The next time, Roger thought he’d outsmart the fucker that sent it. When the box came, he slit the tape with a kitchen knife, then upturned the box and dumped out all the contents on the floor. The styrofoam peanuts were swept into the air currents, swirling around in fluttery semicircles as the clumps of shit fell to the floor with a thud. It was only then, watching the peanuts glide to the floor and cover the shit like a tarred-and-feathered medieval warrior, that Roger realized he was going to have to clean the shit from the floor, hunched over on hands and knees, scrubbing the carpet with steel wool.

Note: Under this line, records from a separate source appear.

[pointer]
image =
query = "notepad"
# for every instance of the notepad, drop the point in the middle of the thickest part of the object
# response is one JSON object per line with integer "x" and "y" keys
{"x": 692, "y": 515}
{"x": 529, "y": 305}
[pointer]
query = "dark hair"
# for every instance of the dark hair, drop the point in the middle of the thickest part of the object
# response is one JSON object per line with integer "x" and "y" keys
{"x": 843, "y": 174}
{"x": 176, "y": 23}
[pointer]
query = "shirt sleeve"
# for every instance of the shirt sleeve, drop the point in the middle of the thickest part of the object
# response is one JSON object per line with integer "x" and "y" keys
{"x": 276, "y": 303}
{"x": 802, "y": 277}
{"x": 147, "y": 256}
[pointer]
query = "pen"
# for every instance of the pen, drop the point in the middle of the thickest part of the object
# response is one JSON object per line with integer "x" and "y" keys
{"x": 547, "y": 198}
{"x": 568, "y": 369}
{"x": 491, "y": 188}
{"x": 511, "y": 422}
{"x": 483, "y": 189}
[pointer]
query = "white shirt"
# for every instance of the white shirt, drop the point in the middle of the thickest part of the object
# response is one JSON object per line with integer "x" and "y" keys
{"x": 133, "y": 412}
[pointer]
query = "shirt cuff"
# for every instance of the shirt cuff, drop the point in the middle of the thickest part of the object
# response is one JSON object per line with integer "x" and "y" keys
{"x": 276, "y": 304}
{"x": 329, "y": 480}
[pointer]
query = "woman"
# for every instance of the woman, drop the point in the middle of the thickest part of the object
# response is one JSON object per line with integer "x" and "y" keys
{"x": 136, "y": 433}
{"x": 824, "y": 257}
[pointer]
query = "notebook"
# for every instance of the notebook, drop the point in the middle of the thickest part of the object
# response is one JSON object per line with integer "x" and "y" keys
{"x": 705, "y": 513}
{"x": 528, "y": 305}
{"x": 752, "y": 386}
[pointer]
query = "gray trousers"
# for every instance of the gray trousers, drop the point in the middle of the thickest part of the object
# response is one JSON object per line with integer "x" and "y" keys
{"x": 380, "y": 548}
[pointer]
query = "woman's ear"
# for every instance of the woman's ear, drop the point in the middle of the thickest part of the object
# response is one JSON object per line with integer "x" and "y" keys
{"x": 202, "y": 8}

The third time, Roger thought he’d really come out ahead. When the next box arrived, he simply crossed out his own address with a thick black marker, and added “RETURN TO SENDER” before dropping it at the post office. The next day, the police came to Roger’s apartment, humorless and eager to ascertain why Roger would be using the mail service to ship human waste. Roger, flustered and sweaty, tried to explain the story, his victimization, this prank he couldn’t possibly believe he deserved. By the time he was asking the police to help him, they had already put away their notepads. They assured him they’d look into it before leaving his apartment. Roger heard them laughing as he locked the door behind them.
If you’d told Roger a month ago that he’d be crouched within the bushes next to his front porch, guarding the mailbox, waiting for the mailman with a .44 gripped in one sweaty hand, he never would have believed it. But, as Roger thought without even a trace of irony, there’s only so much shit a man can take.